Like many of the better installments on PBS's Masterpiece Mystery, there is an intelligence here, and a deliberate choice of substance over flash. It makes for mystery as much about the characters as the plot. The tone is somber, and Branagh gives a subtle performance of a detective throwing himself in his work, because he's numb from events in his private life. Wallander appears to almost sleepwalk through his life when we first get acquainted with him. He feels responsible for a young girl's horrific death in the opening moments of Sidetracked, which sets the tone for the series. The image of her setting herself on fire in a field haunts him and drives him to discover why.
Meanwhile, the director slowly shows Wallander's private life. He lives with his grown daughter, who basically takes care of him when he comes home because he's a mess. Emotionally frozen from events in his real life, picking up the phone at home is a big deal for him, because it is someone who knows him, rather than about work. He is an excellent detective, yet nearly paralyzed outside the lines which form that perimeter. Each installment is balanced by a riveting mystery and layers of Wallander's private life are slowly pealed away. In Firewall, for instance, his daughter Linda (Jeany Spark) attempts to get him to "move on" after his marriage has failed by enrolling him in an internet dating site. At the same time, the murder of a taxi driver by two young girls and ominous words about it not even mattering lead him to a plot that will create utter chaos around the globe if he can't put a stop to it. How these two stories intersect is poignant and devastating for Wallander and the viewer.

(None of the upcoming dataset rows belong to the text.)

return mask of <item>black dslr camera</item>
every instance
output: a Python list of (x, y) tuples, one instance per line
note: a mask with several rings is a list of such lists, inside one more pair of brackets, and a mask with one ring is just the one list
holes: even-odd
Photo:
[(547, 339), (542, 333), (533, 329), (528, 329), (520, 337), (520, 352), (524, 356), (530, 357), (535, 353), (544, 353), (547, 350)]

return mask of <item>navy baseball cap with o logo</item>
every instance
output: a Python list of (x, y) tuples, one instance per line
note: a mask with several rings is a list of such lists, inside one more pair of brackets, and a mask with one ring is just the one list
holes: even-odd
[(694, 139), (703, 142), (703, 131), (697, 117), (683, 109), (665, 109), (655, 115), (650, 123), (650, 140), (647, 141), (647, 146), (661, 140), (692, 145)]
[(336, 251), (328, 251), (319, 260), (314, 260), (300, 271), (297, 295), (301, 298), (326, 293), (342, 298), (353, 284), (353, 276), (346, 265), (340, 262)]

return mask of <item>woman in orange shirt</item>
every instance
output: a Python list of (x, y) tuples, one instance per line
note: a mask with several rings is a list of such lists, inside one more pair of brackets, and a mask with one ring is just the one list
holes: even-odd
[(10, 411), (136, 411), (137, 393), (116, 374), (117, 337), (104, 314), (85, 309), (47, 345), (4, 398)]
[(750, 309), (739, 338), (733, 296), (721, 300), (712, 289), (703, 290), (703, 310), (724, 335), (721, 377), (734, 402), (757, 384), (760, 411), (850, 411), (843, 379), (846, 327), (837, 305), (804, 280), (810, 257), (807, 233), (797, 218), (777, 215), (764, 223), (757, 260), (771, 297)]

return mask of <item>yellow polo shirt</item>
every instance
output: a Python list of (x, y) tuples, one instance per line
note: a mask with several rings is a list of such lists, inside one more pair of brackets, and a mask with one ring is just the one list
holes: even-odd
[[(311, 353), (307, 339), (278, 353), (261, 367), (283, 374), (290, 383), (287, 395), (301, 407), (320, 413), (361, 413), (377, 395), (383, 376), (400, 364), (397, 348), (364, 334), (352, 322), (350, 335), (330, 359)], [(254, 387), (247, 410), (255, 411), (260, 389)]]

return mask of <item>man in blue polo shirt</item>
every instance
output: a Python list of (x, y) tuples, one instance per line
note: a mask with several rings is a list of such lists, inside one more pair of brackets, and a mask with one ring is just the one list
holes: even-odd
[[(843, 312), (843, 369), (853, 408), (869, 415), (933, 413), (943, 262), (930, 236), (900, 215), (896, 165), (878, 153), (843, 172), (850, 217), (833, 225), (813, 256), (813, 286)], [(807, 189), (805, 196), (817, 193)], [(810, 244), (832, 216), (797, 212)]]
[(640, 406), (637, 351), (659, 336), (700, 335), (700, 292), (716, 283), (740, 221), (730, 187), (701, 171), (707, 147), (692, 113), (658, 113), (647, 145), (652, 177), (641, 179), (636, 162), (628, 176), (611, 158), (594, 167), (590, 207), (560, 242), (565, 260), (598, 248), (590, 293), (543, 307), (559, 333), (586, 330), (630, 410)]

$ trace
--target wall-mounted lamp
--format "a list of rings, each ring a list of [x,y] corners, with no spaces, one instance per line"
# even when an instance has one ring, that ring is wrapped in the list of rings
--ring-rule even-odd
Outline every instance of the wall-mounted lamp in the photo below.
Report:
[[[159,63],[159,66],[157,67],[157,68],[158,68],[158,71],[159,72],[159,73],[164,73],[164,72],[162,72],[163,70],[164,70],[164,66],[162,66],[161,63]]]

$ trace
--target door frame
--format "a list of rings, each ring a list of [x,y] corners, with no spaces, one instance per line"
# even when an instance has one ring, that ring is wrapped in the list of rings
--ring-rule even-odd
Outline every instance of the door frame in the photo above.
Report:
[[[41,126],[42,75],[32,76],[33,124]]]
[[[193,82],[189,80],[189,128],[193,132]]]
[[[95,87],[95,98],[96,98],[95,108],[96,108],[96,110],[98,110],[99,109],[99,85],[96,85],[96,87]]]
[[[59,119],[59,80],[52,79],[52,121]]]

Wallander's relationships with his daughter, his artistic father who may have deeper problems than he realized and many other things round out a portrait of a man who is his work because it's all he has to hang on to. Branagh is magnificent as he is rumpled in his interior rather than his exterior, and manages to convey this. The mysteries are deeply involving and intelligent, and a cast which includes Sarah Smart, Sadie Shimmin, Tom Hiddleston, and Tom Beard are well played. But there is no doubt this is Branagh's show, as this is about Wallander. The direction and look of the show fit with the character of Wallander so that he seems to fit into this world. Or is it that this is how his world is? It may not grab those looking for flash, but those who find intelligence and character development in their mysteries preferable will eat this up. A fine installment of PBS's Masterpiece Mystery.